Beyond disability, there are abilities; beyond accessibility, there is inclusion. Disability is a natural part of the human experience that in no way diminishes a child's right to fully participate in all aspects of childhood, including play. Disability is often mistakenly understood as a child's inability to experience the play environment because of limitations caused by their disability.

The child's right to equality of opportunity, full participation, and independence in play implies the promise that children should not be subjected to inequality by characteristics over which they have no control.

Thoughtfully planned environments, services, and programs, can create opportunities to ensure that people of all ages and abilities can be both physically and socially active through play and recreation, and dramatically impact children's play experiences. While necessary, the removal of physical barriers to access in play environments does not guarantee social inclusion, or the opportunity to actively participate. The Seven Principles of Inclusive Playground Design, developed by Utah State's Center for Persons with Disabilities and PlayCore, move play environments beyond minimum accessibility and seek to create usable play environments which recognize everyone's right to fully participate in equitable play opportunities and independently engage in the lifelong developmental benefits of play.

Contact among children with different abilities is often not enough to get children playing together or to create true inclusive play experiences. Teaching or facilitating children about similarities and differences, and how they can successfully play together takes inclusive play to the next level and is critical to meaningful play for children of all abilities. Intentional strategies to promote disability awareness provides children the tools to ask questions, get accurate information, explore their feelings, and learn how to positively interact with their peers.

Research shows that disability awareness intervention has significant and positive effects on children's understanding and attitude toward people with disabilities.

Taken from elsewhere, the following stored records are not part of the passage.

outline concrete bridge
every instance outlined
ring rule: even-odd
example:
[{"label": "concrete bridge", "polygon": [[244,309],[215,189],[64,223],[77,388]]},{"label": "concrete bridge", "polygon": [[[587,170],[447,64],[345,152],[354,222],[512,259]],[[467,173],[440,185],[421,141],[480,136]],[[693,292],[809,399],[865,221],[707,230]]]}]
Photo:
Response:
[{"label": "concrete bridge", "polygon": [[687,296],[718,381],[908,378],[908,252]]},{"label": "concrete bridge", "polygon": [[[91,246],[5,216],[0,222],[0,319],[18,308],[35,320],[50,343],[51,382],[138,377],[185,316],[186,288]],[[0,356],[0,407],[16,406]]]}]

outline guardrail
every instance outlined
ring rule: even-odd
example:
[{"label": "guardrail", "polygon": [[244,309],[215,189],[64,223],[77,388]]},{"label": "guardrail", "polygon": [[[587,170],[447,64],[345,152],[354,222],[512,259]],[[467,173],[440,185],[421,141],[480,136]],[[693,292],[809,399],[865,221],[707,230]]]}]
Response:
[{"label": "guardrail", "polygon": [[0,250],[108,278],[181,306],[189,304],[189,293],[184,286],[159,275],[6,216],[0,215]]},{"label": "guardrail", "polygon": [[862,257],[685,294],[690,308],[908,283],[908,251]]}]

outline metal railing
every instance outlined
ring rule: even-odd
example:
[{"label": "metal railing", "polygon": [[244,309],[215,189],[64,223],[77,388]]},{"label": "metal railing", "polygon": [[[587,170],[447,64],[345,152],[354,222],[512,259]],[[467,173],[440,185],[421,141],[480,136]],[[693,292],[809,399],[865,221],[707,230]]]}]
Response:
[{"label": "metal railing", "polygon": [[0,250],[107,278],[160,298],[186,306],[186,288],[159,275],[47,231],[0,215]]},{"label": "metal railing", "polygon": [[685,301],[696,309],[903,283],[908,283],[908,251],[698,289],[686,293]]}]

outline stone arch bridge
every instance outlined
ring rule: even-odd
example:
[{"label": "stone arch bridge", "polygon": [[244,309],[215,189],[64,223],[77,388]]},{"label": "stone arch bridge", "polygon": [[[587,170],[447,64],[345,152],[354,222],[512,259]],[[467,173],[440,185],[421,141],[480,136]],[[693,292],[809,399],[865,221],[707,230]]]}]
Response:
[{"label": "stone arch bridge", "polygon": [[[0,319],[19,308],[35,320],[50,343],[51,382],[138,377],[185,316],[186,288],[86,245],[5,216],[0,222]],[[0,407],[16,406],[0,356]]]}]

The Joint Position Statement of the Division for Early Childhood (DEC) and the National Association for the Education of Young Children (NAEYC) states that the desired results of inclusive experiences for children with and without disabilities and their families include a sense of belonging and membership, positive social relationships and friendships, and development and learning for children to reach their full potential.

By equipping children of all abilities with inclusive environments and the skills to play together independently, children will feel nurtured, encouraged, respected, and active during play - both physically and socially - thereby creating a sense of community among all children.